The bill introduces a new statutory methodology for calculating the discount rate, which the Department of Justice says will better reflect how a claimant would be advised to invest their award.
It also provides for the rate to be reviewed every five years, and for responsibility for setting the rate to be transferred from the Department to the government actuary.
The personal injury discount rate was dramatically lowered from 2.5 per cent to -1.75 per cent at the end of May through secondary legislation due to delays in passing the bill.
Insurance lawyers have complained that the -1.75 rate, set using the framework established by the decision of the House of Lords in Wells v Wells, has led to overcompensation.
Justice minister Naomi Long told MLAs yesterday that the new bill “addresses the risk of overcompensation that arises under that framework, which was the only one available until the point at which this legislation passes”.

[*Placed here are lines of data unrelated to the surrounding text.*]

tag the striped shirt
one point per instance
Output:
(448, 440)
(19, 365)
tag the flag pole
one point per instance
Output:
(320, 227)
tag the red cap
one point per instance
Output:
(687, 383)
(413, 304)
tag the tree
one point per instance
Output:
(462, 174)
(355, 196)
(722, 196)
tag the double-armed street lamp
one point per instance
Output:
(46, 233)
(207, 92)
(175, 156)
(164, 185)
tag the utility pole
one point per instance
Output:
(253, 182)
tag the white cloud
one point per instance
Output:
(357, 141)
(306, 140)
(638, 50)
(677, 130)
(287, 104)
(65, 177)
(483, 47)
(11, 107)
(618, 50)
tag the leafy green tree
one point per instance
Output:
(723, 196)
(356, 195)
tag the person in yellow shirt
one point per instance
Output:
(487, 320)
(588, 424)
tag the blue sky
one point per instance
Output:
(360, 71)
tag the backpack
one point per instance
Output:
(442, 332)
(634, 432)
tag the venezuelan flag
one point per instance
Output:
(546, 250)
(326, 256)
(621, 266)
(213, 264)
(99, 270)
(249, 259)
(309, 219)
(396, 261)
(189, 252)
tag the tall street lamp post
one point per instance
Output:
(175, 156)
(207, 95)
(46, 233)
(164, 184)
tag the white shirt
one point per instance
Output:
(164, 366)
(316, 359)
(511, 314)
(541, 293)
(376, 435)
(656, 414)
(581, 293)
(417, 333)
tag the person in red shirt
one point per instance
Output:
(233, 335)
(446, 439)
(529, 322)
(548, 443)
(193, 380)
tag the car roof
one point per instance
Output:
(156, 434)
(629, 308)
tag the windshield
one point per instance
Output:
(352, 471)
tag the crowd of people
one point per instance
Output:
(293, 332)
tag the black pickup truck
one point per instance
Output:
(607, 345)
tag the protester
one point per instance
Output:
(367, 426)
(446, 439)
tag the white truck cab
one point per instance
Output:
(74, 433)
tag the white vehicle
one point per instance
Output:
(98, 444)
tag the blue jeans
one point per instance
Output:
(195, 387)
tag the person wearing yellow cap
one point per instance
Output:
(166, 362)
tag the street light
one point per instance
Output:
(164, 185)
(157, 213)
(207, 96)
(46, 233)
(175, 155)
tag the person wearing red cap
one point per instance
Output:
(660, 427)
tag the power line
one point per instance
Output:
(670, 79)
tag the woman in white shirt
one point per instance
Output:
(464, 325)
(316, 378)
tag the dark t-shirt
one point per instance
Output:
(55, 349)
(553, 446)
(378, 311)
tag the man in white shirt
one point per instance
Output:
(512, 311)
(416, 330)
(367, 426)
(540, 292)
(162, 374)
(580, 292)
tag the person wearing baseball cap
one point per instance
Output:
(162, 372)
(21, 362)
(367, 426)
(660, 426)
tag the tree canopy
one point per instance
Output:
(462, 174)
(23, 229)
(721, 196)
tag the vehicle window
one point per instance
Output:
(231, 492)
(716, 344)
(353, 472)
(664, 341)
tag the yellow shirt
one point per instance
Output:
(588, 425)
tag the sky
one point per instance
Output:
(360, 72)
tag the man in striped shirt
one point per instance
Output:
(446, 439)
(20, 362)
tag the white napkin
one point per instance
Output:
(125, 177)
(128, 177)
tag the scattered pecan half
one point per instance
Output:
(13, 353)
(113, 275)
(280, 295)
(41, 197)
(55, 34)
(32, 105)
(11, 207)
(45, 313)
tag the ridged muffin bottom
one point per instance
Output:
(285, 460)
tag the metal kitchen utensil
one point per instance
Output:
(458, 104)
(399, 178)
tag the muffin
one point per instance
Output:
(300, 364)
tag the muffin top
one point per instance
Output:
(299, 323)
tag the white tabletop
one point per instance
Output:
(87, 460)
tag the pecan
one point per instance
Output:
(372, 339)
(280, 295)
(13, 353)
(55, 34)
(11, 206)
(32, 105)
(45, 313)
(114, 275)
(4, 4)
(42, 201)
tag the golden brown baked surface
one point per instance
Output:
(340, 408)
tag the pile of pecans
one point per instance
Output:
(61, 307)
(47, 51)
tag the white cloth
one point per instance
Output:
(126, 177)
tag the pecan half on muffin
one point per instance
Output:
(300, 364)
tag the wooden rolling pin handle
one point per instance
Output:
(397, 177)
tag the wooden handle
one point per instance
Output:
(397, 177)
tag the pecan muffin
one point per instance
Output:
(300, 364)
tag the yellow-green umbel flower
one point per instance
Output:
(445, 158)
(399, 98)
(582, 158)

She added: “Most importantly, however, the certainty and stability that the Bill will bring means that those who have sustained serious injuries, perhaps even life-changing injuries, through no fault of their own, will hopefully now be able to resolve their claims expeditiously and receive the right and proper compensation that is due to them so that they can meet their present and future needs.”
Mervyn Storey, chair of Stormont’s justice committee, said it was right to deny accelerated passage for the bill, as had been sought by Mrs Long – even though no amendments were ultimately introduced at committee stage.
He said: “It was right that the new framework was fully and properly scrutinised by the committee and the Assembly. Key stakeholders raised a range of issues, and there were distinctly contrasting views in the evidence received on the bill that needed to be explored and understood.”